多元宇宙分析中的后选推理（PIMA）：基于符号翻转分数检验的推论框架

在分析数据时，研究人员会根据对数据生成过程的主观看法做出一些武断的选择，或者做出同样合理的替代选择。这种广泛的数据分析选择可能会被滥用，这也是多个领域出现复制危机的根本原因之一。最近，多元宇宙分析的引入为研究人员提供了一种方法，用于评估在分析数据时可以做出的各种合理选择的结果的稳定性。多元宇宙分析仅限于描述性作用，缺乏适当而全面的推论程序。最近，规范曲线分析为多元宇宙分析增加了一种推论程序，但这种方法仅限于与线性模型相关的简单情况，只能让研究人员推断是否至少有一种规范拒绝零假设，而不能推断应选择哪种规范。在本文中，我们提出了一种多重宇宙分析的后选择推理方法（PIMA），它是一种灵活而通用的推理方法，可考虑所有可能的模型，即合理分析的多重宇宙。该方法适用于各种数据规格（即预处理）和任何广义线性模型；它可以通过结合多元宇宙分析中所有合理模型的信息，检验给定预测因子与结果无关的零假设，并提供对族向误差率的有力控制，使研究人员可以声称，对于任何显示显著效果的规格，都可以拒绝零假设。推论建议基于条件重采样程序。我们正式证明了 I 类错误率是可控的，并通过模拟研究计算了检验的统计功率。最后，我们将 PIMA 程序应用于分析一个真实数据集，该数据集涉及意大利在 2020 年封锁之前和之后对 2019 年 COronaVIrus 病（COVID-19）疫苗的自我报告犹豫不决。最后，我们提出了在实施拟议程序时应考虑的实用建议。

本文章由计算机程序翻译，如有差异，请以英文原文为准。

求助全文

约1分钟内获得全文求助全文

来源期刊

Psychometrika 数学-数学跨学科应用

CiteScore

4.40

自引率

10.00%

发文量

审稿时长

>12 weeks

期刊介绍： The journal Psychometrika is devoted to the advancement of theory and methodology for behavioral data in psychology, education and the social and behavioral sciences generally. Its coverage is offered in two sections: Theory and Methods (T& M), and Application Reviews and Case Studies (ARCS). T&M articles present original research and reviews on the development of quantitative models, statistical methods, and mathematical techniques for evaluating data from psychology, the social and behavioral sciences and related fields.
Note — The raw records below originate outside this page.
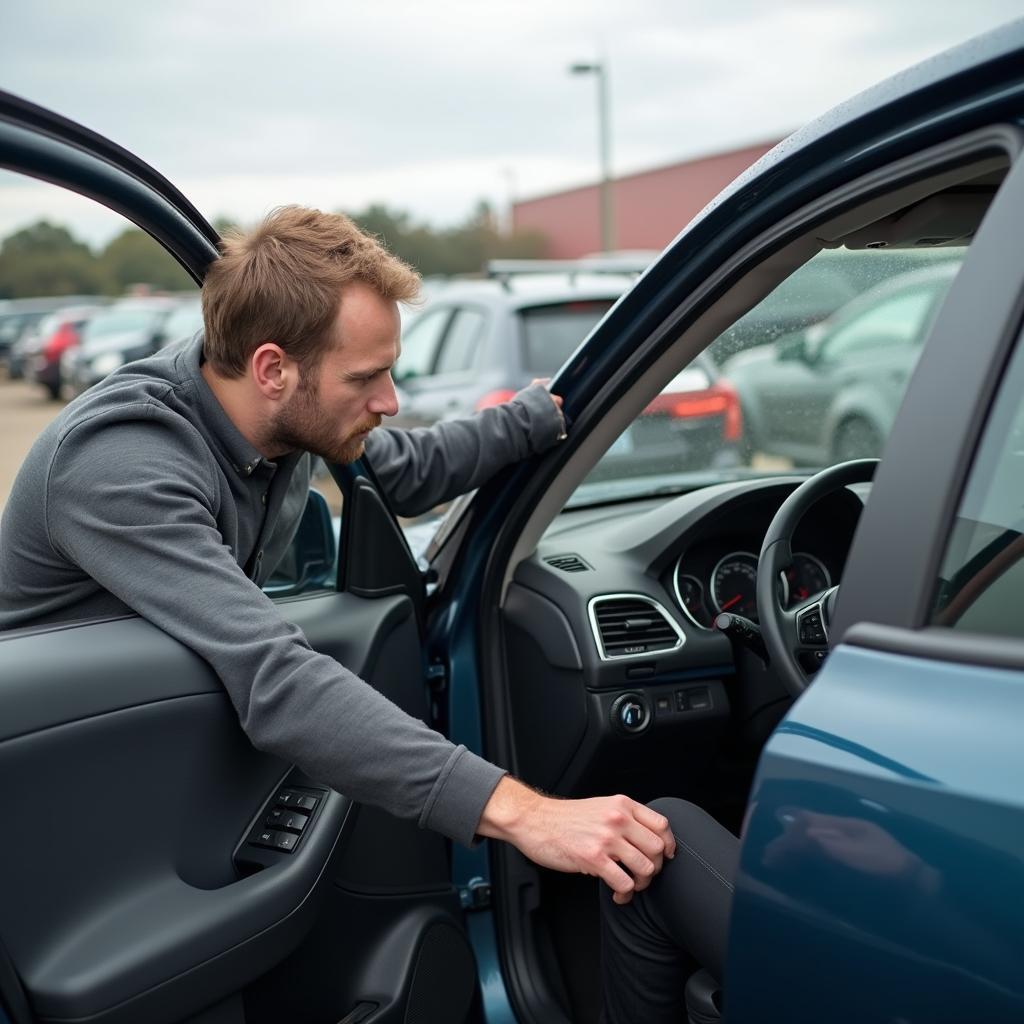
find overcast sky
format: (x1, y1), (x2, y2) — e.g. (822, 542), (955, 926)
(0, 0), (1022, 243)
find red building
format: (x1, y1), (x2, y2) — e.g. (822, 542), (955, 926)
(512, 139), (778, 259)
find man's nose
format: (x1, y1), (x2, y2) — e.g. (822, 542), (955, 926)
(367, 374), (398, 416)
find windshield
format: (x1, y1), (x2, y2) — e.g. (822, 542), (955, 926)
(83, 308), (165, 341)
(569, 247), (967, 506)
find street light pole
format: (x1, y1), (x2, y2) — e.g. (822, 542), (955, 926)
(569, 61), (615, 252)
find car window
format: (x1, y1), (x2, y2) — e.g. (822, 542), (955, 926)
(434, 309), (486, 375)
(573, 246), (967, 506)
(0, 171), (199, 510)
(519, 299), (612, 377)
(394, 306), (452, 381)
(822, 289), (934, 359)
(931, 333), (1024, 638)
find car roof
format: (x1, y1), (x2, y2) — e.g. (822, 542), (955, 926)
(670, 17), (1024, 248)
(424, 273), (634, 311)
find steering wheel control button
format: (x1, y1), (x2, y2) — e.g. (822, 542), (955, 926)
(249, 828), (299, 853)
(611, 693), (650, 735)
(800, 605), (826, 645)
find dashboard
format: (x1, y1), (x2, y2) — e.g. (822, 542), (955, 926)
(502, 476), (869, 795)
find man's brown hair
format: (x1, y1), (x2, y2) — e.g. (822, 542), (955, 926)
(203, 206), (420, 377)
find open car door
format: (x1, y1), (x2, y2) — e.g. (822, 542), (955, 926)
(0, 94), (476, 1024)
(725, 128), (1024, 1024)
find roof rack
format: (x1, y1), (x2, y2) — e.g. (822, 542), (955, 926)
(485, 254), (653, 291)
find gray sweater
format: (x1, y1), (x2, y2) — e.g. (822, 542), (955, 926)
(0, 338), (562, 844)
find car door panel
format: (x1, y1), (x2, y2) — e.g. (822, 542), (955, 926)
(726, 130), (1024, 1024)
(727, 644), (1024, 1022)
(0, 594), (428, 1020)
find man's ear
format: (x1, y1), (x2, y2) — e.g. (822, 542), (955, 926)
(249, 341), (298, 401)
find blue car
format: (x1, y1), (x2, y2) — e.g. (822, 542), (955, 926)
(0, 22), (1024, 1024)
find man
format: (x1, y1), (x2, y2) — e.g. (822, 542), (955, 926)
(0, 207), (675, 903)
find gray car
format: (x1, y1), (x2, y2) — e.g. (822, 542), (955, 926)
(393, 260), (742, 478)
(60, 297), (178, 394)
(724, 260), (959, 466)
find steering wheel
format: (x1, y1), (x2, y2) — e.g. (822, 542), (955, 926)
(757, 459), (879, 697)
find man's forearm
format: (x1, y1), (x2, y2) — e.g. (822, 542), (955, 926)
(476, 775), (676, 903)
(367, 385), (564, 516)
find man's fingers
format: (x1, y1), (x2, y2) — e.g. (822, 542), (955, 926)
(597, 857), (636, 903)
(633, 804), (676, 860)
(615, 842), (662, 892)
(624, 820), (667, 870)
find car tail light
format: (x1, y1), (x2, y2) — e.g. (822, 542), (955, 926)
(473, 387), (516, 412)
(43, 324), (78, 362)
(644, 381), (743, 441)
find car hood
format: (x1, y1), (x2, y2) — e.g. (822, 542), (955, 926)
(82, 331), (153, 359)
(722, 335), (778, 380)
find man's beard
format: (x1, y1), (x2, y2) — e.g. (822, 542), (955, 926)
(268, 381), (381, 464)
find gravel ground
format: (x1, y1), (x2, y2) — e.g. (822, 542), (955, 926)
(0, 380), (61, 507)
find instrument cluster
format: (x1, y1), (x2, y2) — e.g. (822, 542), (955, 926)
(673, 546), (833, 629)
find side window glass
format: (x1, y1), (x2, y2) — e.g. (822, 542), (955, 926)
(437, 309), (485, 374)
(394, 308), (452, 381)
(263, 468), (342, 597)
(0, 171), (199, 510)
(931, 333), (1024, 638)
(823, 289), (935, 359)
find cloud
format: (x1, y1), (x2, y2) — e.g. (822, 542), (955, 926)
(0, 0), (1019, 239)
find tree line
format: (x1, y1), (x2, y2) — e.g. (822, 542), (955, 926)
(0, 203), (546, 299)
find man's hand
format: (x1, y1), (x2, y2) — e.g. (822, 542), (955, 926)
(529, 377), (562, 410)
(477, 776), (676, 903)
(529, 377), (568, 441)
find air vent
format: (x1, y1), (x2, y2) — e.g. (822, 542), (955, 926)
(590, 594), (683, 660)
(544, 555), (591, 572)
Application Reviews can be integrative, drawing together disparate methodologies for applications, or comparative and evaluative, discussing advantages and disadvantages of one or more methodologies in applications. Case Studies highlight methodology that deepens understanding of substantive phenomena through more informative data analysis, or more elegant data description.